The liver is a highly heterogeneous organ comprising diverse cell types—including hepatocytes, liver sinusoidal endothelial cells (LSECs), Kupffer cells (KCs), hepatic stellate cells (HSCs), and cholangiocytes—each contributing uniquely to hepatic homeostasis. This cellular diversity underpins both the physiological complexity of the liver and the heterogeneity characterizing disease mechanisms. Advances in single-cell RNA sequencing (scRNA-seq) have unveiled remarkable transcriptional heterogeneity within the liver, even among traditionally defined cell types, by identifying functionally distinct subpopulations [13,14]. In disease settings, such heterogeneity is closely linked to differential progression patterns and therapeutic responses. For example, central vein-associated HSCs were identified as the principal source of pathogenic collagen production in a murine model of centrilobular fibrosis [15]. Hepatocytes also display significant plasticity, such as transdifferentiation into cholangiocyte-like cells following injury [16], further contributing to disease complexity. This plasticity is critical for liver regeneration and has been implicated in fibrosis progression [17,18,19].
Integrating scRNA-seq with GWASs offers a powerful approach for mapping genetic risk to specific cellular environments. Recent studies have demonstrated that genetic risk variants for hepatocellular carcinoma (HCC) may act through specific immune cell types, such as B cells [20], highlighting the importance of analyzing genetic associations at single-cell resolution. The single-cell Disease Relevance Score (scDRS) framework has emerged as a robust tool to link GWAS signals to specific cell types at single-cell resolution, thereby providing new avenues to elucidate disease mechanisms at the cellular level [21]. This integrative approach helps bridge the gap between genetic associations and functional biology.
In this study, we integrated GWAS summary statistics from six liver diseases and two metabolic traits (mean sample size ≈ 135,000) with scRNA-seq data profiling 168,000 human liver cells. Our goal was to construct a comprehensive, single-cell-resolved map of the cellular contexts in which genetic risk variants for liver disease exert their effects. Specifically, we first identified liver disease-associated cell types and then further dissected intra-cell-type heterogeneity to understand how distinct cellular subpopulations contribute to genetic risk.

2. Materials and Methods

2.1. Overview of Analysis Workflow

We integrated single-cell transcriptomic data comprising approximately 168,000 human liver cells with GWAS summary statistics for six liver-related diseases. To associate genetic risk with individual cells, we applied the single-cell Disease Relevance Score (scDRS) method [21], which links disease-associated variants to scRNA-seq profiles at single-cell resolution (Figure 1). For finer analysis, liver cells were grouped into three major classes—non-immune cells, lymphoid cells, and myeloid cells—each analyzed separately for disease. We first assessed associations and heterogeneity at the cell type level and then further investigated heterogeneity within relevant cell types. In addition to six liver diseases, two liver-related metabolic traits were included as reference phenotypes.

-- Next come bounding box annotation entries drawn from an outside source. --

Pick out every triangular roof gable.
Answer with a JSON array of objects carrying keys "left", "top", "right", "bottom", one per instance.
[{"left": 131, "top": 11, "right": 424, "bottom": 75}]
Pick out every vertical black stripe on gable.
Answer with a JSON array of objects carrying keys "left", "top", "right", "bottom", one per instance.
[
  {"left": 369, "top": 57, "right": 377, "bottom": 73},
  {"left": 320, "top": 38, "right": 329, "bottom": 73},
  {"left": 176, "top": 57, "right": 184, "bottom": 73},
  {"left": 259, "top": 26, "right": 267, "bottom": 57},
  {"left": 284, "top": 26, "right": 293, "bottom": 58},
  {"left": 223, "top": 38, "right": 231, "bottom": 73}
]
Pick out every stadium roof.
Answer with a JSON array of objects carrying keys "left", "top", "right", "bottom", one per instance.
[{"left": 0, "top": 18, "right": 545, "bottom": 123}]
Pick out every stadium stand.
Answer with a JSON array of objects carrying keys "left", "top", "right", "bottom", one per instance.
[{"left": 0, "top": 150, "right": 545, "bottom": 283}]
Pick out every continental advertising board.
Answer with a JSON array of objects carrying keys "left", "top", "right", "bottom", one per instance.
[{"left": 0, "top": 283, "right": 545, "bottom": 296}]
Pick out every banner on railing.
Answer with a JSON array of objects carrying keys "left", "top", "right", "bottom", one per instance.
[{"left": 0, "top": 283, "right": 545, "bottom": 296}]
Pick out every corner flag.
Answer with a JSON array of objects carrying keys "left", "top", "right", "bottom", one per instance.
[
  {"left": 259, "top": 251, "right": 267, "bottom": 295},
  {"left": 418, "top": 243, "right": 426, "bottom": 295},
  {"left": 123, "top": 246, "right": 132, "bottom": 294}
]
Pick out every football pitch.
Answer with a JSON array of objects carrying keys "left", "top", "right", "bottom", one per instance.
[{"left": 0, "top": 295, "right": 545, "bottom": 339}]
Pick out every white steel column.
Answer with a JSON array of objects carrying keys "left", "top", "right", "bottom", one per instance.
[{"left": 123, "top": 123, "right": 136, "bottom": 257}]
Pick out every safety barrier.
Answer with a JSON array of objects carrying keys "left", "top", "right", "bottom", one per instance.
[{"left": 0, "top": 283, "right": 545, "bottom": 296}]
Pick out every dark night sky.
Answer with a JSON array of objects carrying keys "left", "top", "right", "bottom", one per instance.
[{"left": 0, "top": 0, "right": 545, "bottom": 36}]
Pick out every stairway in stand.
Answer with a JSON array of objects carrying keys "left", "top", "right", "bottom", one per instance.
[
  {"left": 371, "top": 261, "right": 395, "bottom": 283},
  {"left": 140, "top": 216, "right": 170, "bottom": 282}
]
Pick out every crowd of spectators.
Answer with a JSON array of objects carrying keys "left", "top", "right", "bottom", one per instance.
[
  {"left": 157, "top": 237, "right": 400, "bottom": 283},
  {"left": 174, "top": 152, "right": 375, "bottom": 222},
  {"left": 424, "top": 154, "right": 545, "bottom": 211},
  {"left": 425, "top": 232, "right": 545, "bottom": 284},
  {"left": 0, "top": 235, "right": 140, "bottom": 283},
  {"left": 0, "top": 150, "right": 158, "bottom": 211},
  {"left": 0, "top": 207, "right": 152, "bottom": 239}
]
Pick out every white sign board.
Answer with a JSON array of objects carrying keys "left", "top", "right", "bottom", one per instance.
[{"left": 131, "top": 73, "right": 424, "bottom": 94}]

2.2. Single-Cell RNA Sequencing Data

Single-cell RNA-seq raw count data for ~168,000 cells were obtained from the Liver Cell Atlas (https://www.livercellatlas.org/download.php (accessed on 5 April 2025)) [22]. These cells were derived from 19 individuals and had been pre-clustered and annotated with predefined cell type labels and grouped into three major categories: non-immune (CD45) cells, lymphoid cells, and myeloid cells. We followed the immune cell classification from the original single-cell reference dataset, in which plasmacytoid dendritic cells (pDCs) were classified as part of the lymphoid cells based on transcriptional clustering and developmental similarity, despite not being classical lymphocytes.

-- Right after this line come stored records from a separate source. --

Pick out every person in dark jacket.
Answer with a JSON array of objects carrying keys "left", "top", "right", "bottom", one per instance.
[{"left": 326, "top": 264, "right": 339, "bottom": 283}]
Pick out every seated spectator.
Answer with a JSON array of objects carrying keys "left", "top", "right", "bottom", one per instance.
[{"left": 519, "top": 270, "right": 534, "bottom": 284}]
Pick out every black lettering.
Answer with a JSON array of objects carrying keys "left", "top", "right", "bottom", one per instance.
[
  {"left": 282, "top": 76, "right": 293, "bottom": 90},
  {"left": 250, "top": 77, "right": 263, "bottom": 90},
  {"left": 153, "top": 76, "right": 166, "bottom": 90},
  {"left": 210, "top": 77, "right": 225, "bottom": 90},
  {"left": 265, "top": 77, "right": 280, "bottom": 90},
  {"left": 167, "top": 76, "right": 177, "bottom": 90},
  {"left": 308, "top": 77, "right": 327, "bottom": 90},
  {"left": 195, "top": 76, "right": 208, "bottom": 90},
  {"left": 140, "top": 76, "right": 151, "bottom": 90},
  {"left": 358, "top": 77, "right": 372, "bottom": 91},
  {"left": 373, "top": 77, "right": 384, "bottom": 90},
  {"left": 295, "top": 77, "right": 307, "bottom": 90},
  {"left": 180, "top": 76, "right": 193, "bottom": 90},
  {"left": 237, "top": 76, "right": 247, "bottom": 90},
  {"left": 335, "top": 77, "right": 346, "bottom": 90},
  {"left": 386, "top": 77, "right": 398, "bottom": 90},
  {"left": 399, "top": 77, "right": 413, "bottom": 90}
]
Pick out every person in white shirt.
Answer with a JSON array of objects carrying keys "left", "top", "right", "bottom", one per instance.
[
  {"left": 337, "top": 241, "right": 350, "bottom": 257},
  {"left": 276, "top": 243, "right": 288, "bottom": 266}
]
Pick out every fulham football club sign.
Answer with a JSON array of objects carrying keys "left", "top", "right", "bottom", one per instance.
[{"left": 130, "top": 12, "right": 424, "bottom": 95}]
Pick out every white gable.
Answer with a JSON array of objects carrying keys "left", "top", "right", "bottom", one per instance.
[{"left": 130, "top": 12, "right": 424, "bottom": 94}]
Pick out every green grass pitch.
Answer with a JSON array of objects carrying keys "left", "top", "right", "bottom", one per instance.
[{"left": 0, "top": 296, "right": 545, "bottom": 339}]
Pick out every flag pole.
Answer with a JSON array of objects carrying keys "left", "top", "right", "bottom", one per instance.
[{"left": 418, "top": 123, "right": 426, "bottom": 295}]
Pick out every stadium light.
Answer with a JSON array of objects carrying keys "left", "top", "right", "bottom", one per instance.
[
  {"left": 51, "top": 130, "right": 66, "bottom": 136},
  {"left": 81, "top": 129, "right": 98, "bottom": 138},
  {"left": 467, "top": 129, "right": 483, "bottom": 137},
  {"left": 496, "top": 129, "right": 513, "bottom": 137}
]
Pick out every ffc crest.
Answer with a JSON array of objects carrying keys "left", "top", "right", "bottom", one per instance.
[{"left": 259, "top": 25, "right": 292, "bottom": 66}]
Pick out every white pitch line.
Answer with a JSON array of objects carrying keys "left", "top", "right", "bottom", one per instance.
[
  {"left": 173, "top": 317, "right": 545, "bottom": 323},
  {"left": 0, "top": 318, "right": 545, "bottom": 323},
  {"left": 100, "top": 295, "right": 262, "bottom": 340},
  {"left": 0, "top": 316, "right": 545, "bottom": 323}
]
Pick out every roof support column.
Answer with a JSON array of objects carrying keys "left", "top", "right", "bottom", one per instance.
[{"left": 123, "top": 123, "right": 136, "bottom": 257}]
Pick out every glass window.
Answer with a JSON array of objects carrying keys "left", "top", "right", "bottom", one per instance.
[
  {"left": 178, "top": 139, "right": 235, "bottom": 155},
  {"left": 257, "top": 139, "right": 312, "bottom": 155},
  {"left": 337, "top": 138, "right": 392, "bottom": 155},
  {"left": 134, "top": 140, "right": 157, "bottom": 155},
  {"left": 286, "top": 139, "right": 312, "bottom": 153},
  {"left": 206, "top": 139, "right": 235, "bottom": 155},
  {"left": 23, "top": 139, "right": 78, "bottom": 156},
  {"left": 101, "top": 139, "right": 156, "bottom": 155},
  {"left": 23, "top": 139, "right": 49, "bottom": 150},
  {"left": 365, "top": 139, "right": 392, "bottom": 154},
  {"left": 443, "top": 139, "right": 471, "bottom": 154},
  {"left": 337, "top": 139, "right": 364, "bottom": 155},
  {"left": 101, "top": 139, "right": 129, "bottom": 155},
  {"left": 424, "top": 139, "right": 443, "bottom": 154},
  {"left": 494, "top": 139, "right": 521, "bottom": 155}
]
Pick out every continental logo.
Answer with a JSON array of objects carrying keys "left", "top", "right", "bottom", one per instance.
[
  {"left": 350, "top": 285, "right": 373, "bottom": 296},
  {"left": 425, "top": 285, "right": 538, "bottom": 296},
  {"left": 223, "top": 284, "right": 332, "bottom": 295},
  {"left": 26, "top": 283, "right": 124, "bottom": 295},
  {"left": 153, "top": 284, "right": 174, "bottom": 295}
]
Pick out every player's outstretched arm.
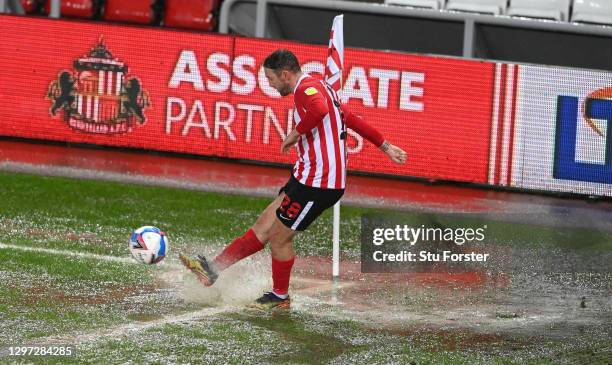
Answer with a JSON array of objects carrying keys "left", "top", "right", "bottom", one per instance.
[{"left": 343, "top": 108, "right": 408, "bottom": 164}]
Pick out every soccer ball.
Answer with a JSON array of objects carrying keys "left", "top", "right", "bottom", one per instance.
[{"left": 130, "top": 226, "right": 168, "bottom": 265}]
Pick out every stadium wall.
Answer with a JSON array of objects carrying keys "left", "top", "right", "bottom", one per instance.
[{"left": 0, "top": 16, "right": 612, "bottom": 196}]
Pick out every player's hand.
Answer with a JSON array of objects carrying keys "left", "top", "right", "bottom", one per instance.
[
  {"left": 380, "top": 141, "right": 408, "bottom": 165},
  {"left": 281, "top": 129, "right": 300, "bottom": 153}
]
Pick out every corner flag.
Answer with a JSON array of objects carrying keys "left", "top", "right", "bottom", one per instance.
[{"left": 325, "top": 14, "right": 344, "bottom": 279}]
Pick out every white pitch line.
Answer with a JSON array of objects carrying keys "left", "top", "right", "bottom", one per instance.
[
  {"left": 0, "top": 242, "right": 138, "bottom": 264},
  {"left": 0, "top": 242, "right": 355, "bottom": 344},
  {"left": 37, "top": 307, "right": 236, "bottom": 344}
]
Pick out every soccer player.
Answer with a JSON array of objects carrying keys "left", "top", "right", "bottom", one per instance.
[{"left": 180, "top": 49, "right": 406, "bottom": 309}]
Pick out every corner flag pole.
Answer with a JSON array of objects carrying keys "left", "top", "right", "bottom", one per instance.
[{"left": 325, "top": 14, "right": 346, "bottom": 280}]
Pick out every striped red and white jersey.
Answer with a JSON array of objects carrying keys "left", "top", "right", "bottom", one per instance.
[{"left": 293, "top": 74, "right": 347, "bottom": 189}]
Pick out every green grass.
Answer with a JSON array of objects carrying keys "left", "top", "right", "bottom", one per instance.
[
  {"left": 0, "top": 173, "right": 612, "bottom": 365},
  {"left": 0, "top": 173, "right": 377, "bottom": 256}
]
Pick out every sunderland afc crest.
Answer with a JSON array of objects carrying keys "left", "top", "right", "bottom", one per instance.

2.3. GWAS Summary Statistics

GWAS summary statistics for six liver diseases and two metabolic traits were obtained from public repositories (Table 1). Specifically, data for hepatitis B virus infection (HBV) [8], hepatitis C virus infection (HCV) [8], primary biliary cholangitis (PBC) [9], primary sclerosing cholangitis (PSC) [10], and non-alcoholic fatty liver disease (NAFLD) [11] were downloaded from the GWAS Catalog (https://www.ebi.ac.uk/gwas (accessed on 25 March 2025)). Summary statistics for hyaluronan levels in Schistosoma japonicum patients (SJ) [23] were obtained from the PMG Lab resource (https://pmglab.top/resource/static/resource/gwas/sj/PMGL_gwas_SJ_HA.sums.tsv.gz (accessed on 26 March 2025)), and data for total cholesterol (TC) and total triglycerides (TG) were downloaded from the UK Biobank Neale Lab (https://www.nealelab.is/uk-biobank (accessed on 27 March 2025)). All GWAS datasets were derived from individuals of European or East Asian ancestry. Linkage disequilibrium (LD) calculations were based on ancestry-matched reference panels from the 1000 Genomes Project Phase 3.

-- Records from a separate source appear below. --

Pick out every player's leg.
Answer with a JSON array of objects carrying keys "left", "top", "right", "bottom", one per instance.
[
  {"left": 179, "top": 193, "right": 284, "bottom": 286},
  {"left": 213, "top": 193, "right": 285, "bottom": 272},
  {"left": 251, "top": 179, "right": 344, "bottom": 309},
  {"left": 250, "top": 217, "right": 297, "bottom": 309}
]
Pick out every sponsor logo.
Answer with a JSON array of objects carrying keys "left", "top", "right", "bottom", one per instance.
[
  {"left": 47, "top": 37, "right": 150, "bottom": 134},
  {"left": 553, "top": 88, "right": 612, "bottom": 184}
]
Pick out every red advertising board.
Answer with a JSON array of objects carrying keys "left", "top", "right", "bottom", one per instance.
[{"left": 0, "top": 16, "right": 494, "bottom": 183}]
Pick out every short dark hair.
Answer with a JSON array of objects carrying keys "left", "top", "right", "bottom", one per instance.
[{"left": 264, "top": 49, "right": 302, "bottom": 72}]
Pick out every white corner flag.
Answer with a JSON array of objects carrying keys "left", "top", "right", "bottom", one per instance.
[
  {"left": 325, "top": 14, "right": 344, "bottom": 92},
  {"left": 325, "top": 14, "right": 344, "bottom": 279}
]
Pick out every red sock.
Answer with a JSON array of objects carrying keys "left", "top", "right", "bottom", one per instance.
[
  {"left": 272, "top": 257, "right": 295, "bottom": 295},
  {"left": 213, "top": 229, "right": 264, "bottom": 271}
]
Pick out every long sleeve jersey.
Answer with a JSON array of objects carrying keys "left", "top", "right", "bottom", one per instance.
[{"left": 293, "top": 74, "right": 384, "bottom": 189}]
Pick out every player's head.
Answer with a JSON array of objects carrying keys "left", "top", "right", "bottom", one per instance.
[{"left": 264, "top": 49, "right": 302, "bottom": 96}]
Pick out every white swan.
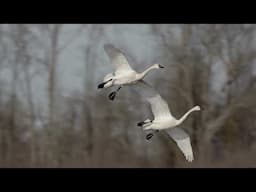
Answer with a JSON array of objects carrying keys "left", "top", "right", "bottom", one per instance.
[
  {"left": 98, "top": 44, "right": 164, "bottom": 100},
  {"left": 136, "top": 81, "right": 200, "bottom": 162}
]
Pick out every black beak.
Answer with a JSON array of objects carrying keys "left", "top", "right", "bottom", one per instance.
[
  {"left": 137, "top": 122, "right": 144, "bottom": 127},
  {"left": 98, "top": 83, "right": 106, "bottom": 89}
]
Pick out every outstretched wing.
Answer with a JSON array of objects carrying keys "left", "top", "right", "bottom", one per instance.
[
  {"left": 104, "top": 44, "right": 134, "bottom": 75},
  {"left": 133, "top": 80, "right": 173, "bottom": 120},
  {"left": 166, "top": 128, "right": 194, "bottom": 162}
]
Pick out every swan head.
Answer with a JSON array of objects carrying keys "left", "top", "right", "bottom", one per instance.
[
  {"left": 153, "top": 64, "right": 164, "bottom": 69},
  {"left": 194, "top": 106, "right": 201, "bottom": 111},
  {"left": 98, "top": 74, "right": 114, "bottom": 89}
]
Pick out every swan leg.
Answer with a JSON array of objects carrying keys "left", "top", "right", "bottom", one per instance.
[
  {"left": 108, "top": 86, "right": 122, "bottom": 101},
  {"left": 146, "top": 133, "right": 154, "bottom": 140},
  {"left": 108, "top": 91, "right": 116, "bottom": 101},
  {"left": 137, "top": 119, "right": 152, "bottom": 127}
]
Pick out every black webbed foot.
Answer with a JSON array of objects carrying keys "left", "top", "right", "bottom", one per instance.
[
  {"left": 137, "top": 122, "right": 145, "bottom": 127},
  {"left": 146, "top": 133, "right": 153, "bottom": 140},
  {"left": 108, "top": 91, "right": 116, "bottom": 101}
]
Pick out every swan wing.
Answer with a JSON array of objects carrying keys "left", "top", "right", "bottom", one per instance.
[
  {"left": 104, "top": 44, "right": 134, "bottom": 75},
  {"left": 166, "top": 128, "right": 194, "bottom": 162},
  {"left": 136, "top": 80, "right": 173, "bottom": 120}
]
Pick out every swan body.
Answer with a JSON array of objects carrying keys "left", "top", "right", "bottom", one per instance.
[
  {"left": 137, "top": 81, "right": 200, "bottom": 162},
  {"left": 98, "top": 44, "right": 164, "bottom": 100}
]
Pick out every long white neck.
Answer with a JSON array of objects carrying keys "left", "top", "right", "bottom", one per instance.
[
  {"left": 138, "top": 65, "right": 157, "bottom": 79},
  {"left": 176, "top": 106, "right": 198, "bottom": 126}
]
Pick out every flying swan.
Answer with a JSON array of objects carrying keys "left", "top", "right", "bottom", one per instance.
[
  {"left": 136, "top": 81, "right": 200, "bottom": 162},
  {"left": 98, "top": 44, "right": 164, "bottom": 100}
]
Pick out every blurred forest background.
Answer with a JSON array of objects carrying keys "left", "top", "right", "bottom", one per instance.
[{"left": 0, "top": 24, "right": 256, "bottom": 167}]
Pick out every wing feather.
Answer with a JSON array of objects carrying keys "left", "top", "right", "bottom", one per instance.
[
  {"left": 104, "top": 44, "right": 134, "bottom": 75},
  {"left": 166, "top": 128, "right": 194, "bottom": 162},
  {"left": 132, "top": 80, "right": 173, "bottom": 120}
]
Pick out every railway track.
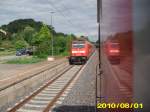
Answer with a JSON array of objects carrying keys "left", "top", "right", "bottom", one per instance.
[
  {"left": 0, "top": 61, "right": 67, "bottom": 91},
  {"left": 8, "top": 66, "right": 83, "bottom": 112}
]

2.4. Identification of Disease-Associated Cells Using scDRS

To infer disease-associated cells, we used the scDRS [21], which links scRNA-seq with polygenic disease risk at single-cell resolution. scDRS (version v1.0.2) was obtained from GitHub (https://github.com/martinjzhang/scDRS (accessed on 10 April 2025)). As a prerequisite, gene-level association z-scores were derived using MAGMA (v1.10; https://cncr.nl/research/magma (accessed on 10 April 2025)) [24]. All other scDRS parameters were used with default settings.

2.5. Cell Type-Level Association and Heterogeneity Testing

Following cell-level association scoring, we used scDRS to perform statistical tests to assess enrichment of disease signals at the predefined cell type level and to evaluate intra-cell-type heterogeneity. Significance thresholds for both cell-type-level association and heterogeneity were set at a false discovery rate (FDR) < 0.05.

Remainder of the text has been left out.